Something of an unknown quantity going into the FIFA U-17 Women’s World Cup Azerbaijan 2012, China PR quickly made their intentions clear by thumping Uruguay in their opening match. Tipped to progress alongside Germany from Group D after drawing 1-1 with them in their second game, they then came up short against the pacey Ghanaians yesterday, a place in the quarter-finals just eluding their grasp.
Though the disbelieving Chinese found elimination hard to take, coach Zhang Chonglai chose to take a positive view, lauding his young players for their efforts in Azerbaijan and predicting a bright future for them.
“We’ve got some excellent players in the side and they’ve shown here that they have an awful lot of potential and can go on and have great careers,” said Zhang Chonglai. “Lu Yueyun, Miao Siwen and Tang Jiali are extremely good. They’ve got great technique and a lot of ability. I’m sure they’ll go far and be big stars in the future.”
The Steel Roses, who were making their debut appearance in the competition, underlined that promise in sweeping to a 4-0 defeat of the Uruguayans in their first match, a result that suggested they were every bit as powerful as their Asian neighbours, who have dominated women’s youth football in recent years.
The Chinese impressed again when they took on group favourites Germany and would have made it two wins out of two had they not conceded a last-gasp equaliser.

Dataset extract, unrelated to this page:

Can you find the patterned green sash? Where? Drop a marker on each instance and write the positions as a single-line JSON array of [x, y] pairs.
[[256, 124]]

China PR remained top of the section, however, and needed only a point from Sunday’s vital match against Ghana to book a place in the last eight, an objective that looked well within their reach.
Sadly for the Asians, they were unable to cope with Ghana’s combative midfield and speedy counter-attacks, spearheaded by the ever-dangerous Jane Ayieyam, who scored both goals in the Africans’ 2-0 win, a result that sent the Chinese tumbling out of the competition.
“Ghana’s first goal came after a mistake by our defenders,” lamented Zhang. “We suffered a problem that afflicts all Chinese teams. We were in a very comfortable situation in the group and yet we weren’t able to push on and get past the first round.”
Despite failing in their bid to announce themselves as the new powerhouse of Asian football, the Chinese are nevertheless entitled to look back on Azerbaijan 2012 with some satisfaction. And as their skipper Jiang Tingting pointed out, there is plenty more to come from this generation: “Chinese football is still very much in its infancy.”